My truck was a 1999 Tacoma X-Cab 2.7L 4x4 Auto w/177,000 miles, not a single body panel left undented, leaking tranny/t-case seals, busted cv-boots, and a cracked head after 6 winters of pushing my 6.5' Fisher blade... Since I could not drive it because I was in the middle of a head rebuild, I had it towed to the dealer on March 24th...

Since my daily driver Tacoma is now officially gone it was replaced with the Z28 below that Toyota paid for...









*2002 LS1 powered Z28* w/35,000 miles traded in by the original owners who could no longer get in and out of it because they were 80 years old...

I still needed a truck, since camper towing, hauling tools and the 2x4/plywood transport capabilites suck with a Camaro, I purchased this SD two days ago for $17,500...

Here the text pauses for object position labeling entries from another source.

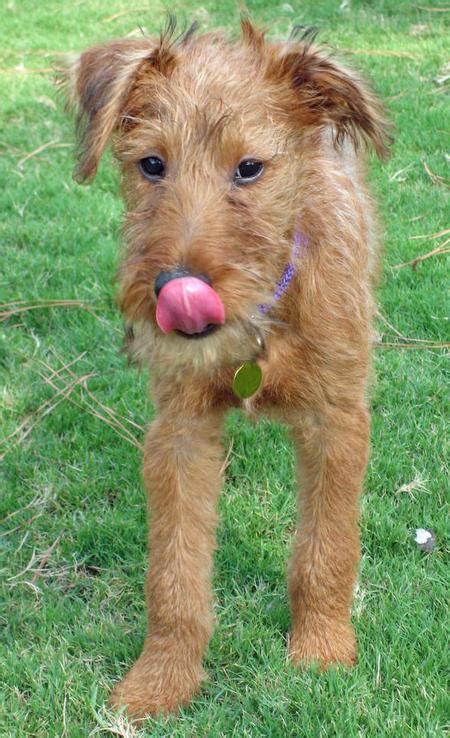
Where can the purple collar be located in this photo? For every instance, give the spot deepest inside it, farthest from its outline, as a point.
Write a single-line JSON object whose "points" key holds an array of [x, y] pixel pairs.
{"points": [[298, 248]]}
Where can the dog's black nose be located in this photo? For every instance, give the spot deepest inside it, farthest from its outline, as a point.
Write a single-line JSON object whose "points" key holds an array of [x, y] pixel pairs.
{"points": [[164, 277]]}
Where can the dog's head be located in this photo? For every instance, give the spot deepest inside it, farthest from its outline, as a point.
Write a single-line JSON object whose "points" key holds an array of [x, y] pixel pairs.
{"points": [[218, 145]]}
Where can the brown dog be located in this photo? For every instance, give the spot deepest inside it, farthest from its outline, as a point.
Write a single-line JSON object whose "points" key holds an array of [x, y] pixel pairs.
{"points": [[247, 281]]}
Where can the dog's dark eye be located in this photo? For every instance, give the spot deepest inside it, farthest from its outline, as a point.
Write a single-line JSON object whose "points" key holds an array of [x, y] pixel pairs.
{"points": [[152, 167], [248, 170]]}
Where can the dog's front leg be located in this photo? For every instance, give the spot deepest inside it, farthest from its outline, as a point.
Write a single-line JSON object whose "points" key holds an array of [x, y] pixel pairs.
{"points": [[332, 450], [182, 470]]}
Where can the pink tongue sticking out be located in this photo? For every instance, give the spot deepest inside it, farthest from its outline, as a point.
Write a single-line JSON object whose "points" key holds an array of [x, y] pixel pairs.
{"points": [[188, 304]]}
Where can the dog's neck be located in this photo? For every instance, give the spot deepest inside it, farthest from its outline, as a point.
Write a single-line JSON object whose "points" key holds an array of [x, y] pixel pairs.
{"points": [[299, 245], [248, 376]]}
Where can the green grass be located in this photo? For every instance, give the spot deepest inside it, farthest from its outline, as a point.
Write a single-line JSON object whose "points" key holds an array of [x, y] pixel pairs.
{"points": [[73, 552]]}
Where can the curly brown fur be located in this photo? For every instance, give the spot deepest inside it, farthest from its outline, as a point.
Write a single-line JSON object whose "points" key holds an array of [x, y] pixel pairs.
{"points": [[202, 103]]}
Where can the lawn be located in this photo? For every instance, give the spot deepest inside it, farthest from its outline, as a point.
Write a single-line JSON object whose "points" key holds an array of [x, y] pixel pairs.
{"points": [[73, 549]]}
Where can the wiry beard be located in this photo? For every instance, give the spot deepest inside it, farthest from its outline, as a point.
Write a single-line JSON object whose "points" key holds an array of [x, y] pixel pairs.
{"points": [[174, 355]]}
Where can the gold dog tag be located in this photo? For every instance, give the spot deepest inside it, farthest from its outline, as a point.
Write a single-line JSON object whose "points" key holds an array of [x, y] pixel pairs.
{"points": [[247, 380]]}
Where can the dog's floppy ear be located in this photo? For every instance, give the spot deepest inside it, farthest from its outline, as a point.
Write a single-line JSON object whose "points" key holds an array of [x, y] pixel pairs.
{"points": [[331, 93], [99, 82]]}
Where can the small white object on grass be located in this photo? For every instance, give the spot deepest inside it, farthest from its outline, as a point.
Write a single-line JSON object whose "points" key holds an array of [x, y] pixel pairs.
{"points": [[425, 539]]}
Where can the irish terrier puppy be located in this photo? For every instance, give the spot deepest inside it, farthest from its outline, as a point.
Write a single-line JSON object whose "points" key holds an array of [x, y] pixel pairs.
{"points": [[247, 282]]}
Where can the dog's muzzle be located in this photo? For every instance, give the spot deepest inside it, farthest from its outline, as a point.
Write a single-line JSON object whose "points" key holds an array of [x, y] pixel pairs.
{"points": [[187, 304]]}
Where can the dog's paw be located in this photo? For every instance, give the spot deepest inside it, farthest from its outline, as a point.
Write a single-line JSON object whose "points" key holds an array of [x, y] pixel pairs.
{"points": [[325, 644], [158, 687]]}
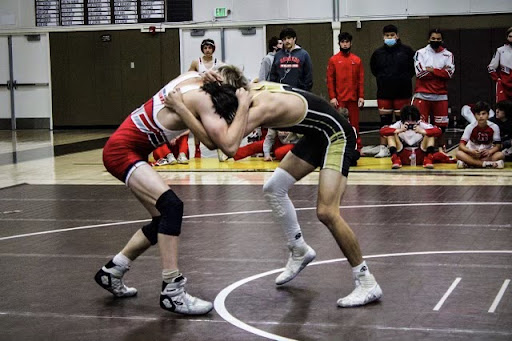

*2001 F350 4x4 XLT Lariat*, 7.3 Liter PSD, Auto, Manual hubs/t-case


----------



## Zack1978

The local Toyota dealer here in Northern NJ has taken back 5 Tacoma's already.


Zack


----------



## itsgottobegreen

Does this apply to used toyotas too? Might have to find one cheap and bring it on buy a get a check for the full amount.

What did you do with the plow.


----------



## Flipper

The dealership here has 35 or so sitting on their lots. Got to give it to Toyota. They are taking care of customers.


----------



## DeereFarmer

Local dealer here has to have close to 100 on the lot and piling up fast. I want to buy one to beat around with on the farm.


----------



## Flipper

They are all to be cut in half at the frame and then parted.


----------



## DeereFarmer

Oh man, I wanted a good deal!


----------



## matts27

Wish they covered up to 86's... I still got one in the garage, welded up the frame and a bunch of others for friends and such. Everyone new that the older Toyo frames rotted out and they would even tell you that at the dealerships... seems as they only care about the newer trucks, not the ones that built their rep for reliabilty and ability to handle abuse. Got 245000 + on that truck and it never failed me, always started and got me to work. I'd love to get some CASH for it, especially now, save it for OIL this winter!!


----------



## Zack1978

First Time Out;557225 said:


> Local dealer here has to have close to 100 on the lot and piling up fast. I want to buy one to beat around with on the farm.


The ones that I have looked at on the dealer lots have a paper taped to the window stating that the vehicle is the sole property of Toyota, and NO ONE is to drive or move said vehicle. The liability is huge for them !

Zack


----------



## DeereFarmer

Zack1978;557504 said:


> The liability is huge for them !


I can bet it is.


----------



## t4dodge

itsgottobegreen;557170 said:


> Does this apply to used toyotas too? Might have to find one cheap and bring it on buy a get a check for the full amount.
> 
> What did you do with the plow.


The blade is sitting at the end of my driveway... The rest went with the truck... I saw a VERY nice Tacoma with what appeared to be a never used Western setup just sitting there in the lot off to the crusher... Insane...


----------



## Flipper

I pulled all the parts off. They will fit up to 2003 Tacomas. I know a feew people with them. I won't buy one now though till I see how it shakes out.


----------



## itsgottobegreen

t4dodge;557707 said:


> The blade is sitting at the end of my driveway... The rest went with the truck... I saw a VERY nice Tacoma with what appeared to be a never used Western setup just sitting there in the lot off to the crusher... Insane...


Try to buy the plow and put it on ebay.

I got a complete tacoma fisher snow plow sitting at my shop. Just waiting for me to buy a truck to put it on.


----------



## jomofo

I was just looking online - seems you can still buy used tacoma's for $5-7K... Might have to go buy a couple and let toyota provide me some hard-earned customer service...


----------



## brad96z28

My mother has a 96 that she took to the dealer and they said it was ok


----------